Election deniers, coronavirus deniers and climate change deniers have had a hard time. Donald Trump and his MAGA tribe suffered humiliation everywhere; Jair Bolsonaro was turfed out of office by that old political beast Luis Inacio Lula da Silva in Brazil. Mohammad bin Salman was permitted to claw back to respectability, somewhat, by men of the kind of Joe Biden. Jamal Khashoggi was forgotten.

Julian Assange's troubles eased not at all even as Edward Snowden obtained Russian citizenship. An Israeli sharpshooter silenced the brave Shireen Abu Akleh. And MahsaAmini died in a Tehran prison when Iran's guardians of morality obsessed about the placement of the scarf on her head. Nazanin Zaghari-Ratcliffe made her way home after years of being in Iran's grip. Afghan women went off the world's radar with the Taliban decreeing a rude stop to their education and employment.

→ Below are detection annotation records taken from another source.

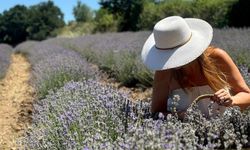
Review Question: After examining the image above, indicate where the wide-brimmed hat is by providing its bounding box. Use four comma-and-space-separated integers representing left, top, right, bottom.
141, 16, 213, 70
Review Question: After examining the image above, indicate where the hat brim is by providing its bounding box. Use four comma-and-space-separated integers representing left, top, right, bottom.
141, 18, 213, 70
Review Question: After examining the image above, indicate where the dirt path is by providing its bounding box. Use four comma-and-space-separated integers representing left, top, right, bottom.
0, 54, 34, 150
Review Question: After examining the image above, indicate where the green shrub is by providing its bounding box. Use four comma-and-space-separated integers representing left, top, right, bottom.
95, 9, 118, 32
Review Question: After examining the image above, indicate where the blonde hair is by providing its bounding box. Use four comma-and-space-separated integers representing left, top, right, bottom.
198, 46, 230, 91
174, 46, 230, 91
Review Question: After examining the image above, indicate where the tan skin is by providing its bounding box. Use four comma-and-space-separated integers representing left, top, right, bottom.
151, 48, 250, 118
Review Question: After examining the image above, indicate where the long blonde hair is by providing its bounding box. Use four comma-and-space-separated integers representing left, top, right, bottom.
174, 46, 230, 91
198, 46, 230, 91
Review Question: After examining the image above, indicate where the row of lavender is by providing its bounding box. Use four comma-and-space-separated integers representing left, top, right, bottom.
21, 80, 250, 150
15, 41, 96, 99
0, 44, 13, 79
42, 28, 250, 87
16, 28, 250, 149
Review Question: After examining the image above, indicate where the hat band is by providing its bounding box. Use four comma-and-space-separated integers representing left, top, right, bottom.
155, 32, 192, 50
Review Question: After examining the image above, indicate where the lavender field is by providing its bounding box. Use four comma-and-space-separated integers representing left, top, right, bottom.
15, 28, 250, 150
0, 44, 13, 79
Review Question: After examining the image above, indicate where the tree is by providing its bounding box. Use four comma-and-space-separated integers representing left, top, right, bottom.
0, 5, 29, 45
229, 0, 250, 27
99, 0, 144, 31
95, 9, 117, 32
27, 1, 65, 40
73, 1, 93, 22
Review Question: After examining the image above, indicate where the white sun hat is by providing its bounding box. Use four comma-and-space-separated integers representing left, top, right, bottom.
141, 16, 213, 70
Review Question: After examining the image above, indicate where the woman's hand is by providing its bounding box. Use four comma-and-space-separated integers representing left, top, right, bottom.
211, 89, 233, 107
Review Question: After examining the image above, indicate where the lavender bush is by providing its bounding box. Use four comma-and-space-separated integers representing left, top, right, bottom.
15, 42, 96, 98
41, 28, 250, 87
0, 44, 12, 79
21, 80, 250, 149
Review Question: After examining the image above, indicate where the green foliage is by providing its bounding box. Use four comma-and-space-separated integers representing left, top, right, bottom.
100, 0, 144, 31
229, 0, 250, 27
0, 1, 64, 45
27, 1, 64, 40
0, 5, 29, 45
73, 1, 93, 22
193, 0, 236, 28
95, 9, 118, 32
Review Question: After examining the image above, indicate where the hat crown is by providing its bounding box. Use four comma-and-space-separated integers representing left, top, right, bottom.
153, 16, 191, 49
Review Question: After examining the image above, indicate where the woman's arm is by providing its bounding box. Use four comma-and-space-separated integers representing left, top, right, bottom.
151, 70, 171, 113
213, 48, 250, 109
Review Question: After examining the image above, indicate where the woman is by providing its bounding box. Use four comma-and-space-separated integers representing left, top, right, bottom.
141, 16, 250, 116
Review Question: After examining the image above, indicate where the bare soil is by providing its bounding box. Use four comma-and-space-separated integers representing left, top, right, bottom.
0, 54, 35, 150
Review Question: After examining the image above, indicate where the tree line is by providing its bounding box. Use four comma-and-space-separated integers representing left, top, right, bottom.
0, 0, 250, 45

But, yes. Good things did happen in the year. The James Webb Space Telescope pushed off into space and embarked on an endless odyssey into the depths of the universe. Artemis-1 lifted off, to orbit around the moon in preparation for manned journeys reminiscent of the exciting 1960s. Talk of explorations of Mars began to be heard rather insistently.

India elected DroupadiMurmu its president. As the year drew to a close, the old Fijian coup-maker Sitiveni Rabuka took over as prime minister yet one more time. Bangladesh celebrated the inauguration of a bridge across the mighty Padma. Xi Jinping found it pretty easy to get elected as China's paramount leader for a third term, while Kaies Saeed stifled democracy in Tunisia.

Angela Merkel went into retirement as Olaf Scholz took over as Germany's new leader. In Malaysia, Anwar Ibrahim finally made it to prime ministerial office as Malaysians rebuked Mahathir Mohamed by ensuring he lost the election. Emmanuel Macron went into a second term as French president by beating the far-right's Marine Le Pen. Italy saw a far-right government led by the young GiorgiaMeloni take office. Leftists won a string of elections in Latin America.

The long-reigning Elizabeth II died in the year, to be succeeded by her son Charles. Perestroika man Mikhail Gorbachev passed away in Russia, forgotten and ignored. Shinzo Abe was assassinated in Japan. The son of Ferdinand and Imelda Marcos was elected to the Philippine presidency. Salman Rushdie came under assault, the bruises suffered removing him from the public eye.

Science came to the fore in light of the maladies piling pressure on government for a solution to the coronavirus. The battle against omicron, delta, monkey pox and dengue went on, laboratories remaining busy. Elon Musk took over Twitter.

Ceaseless rains caused death and destruction in Pakistan's Balochistan province and in other parts of the globe. Forest fires consumed nature in America and Europe. On rickety boats, refugees made their way to what they thought were safer shores. Hope of a return home eluded the Rohingyas in their camps in Bangladesh.

And thus passes a year into the ages. Thus sinks the sun for the last time in the year. A familiar greyness seeps into the soul and across the horizon.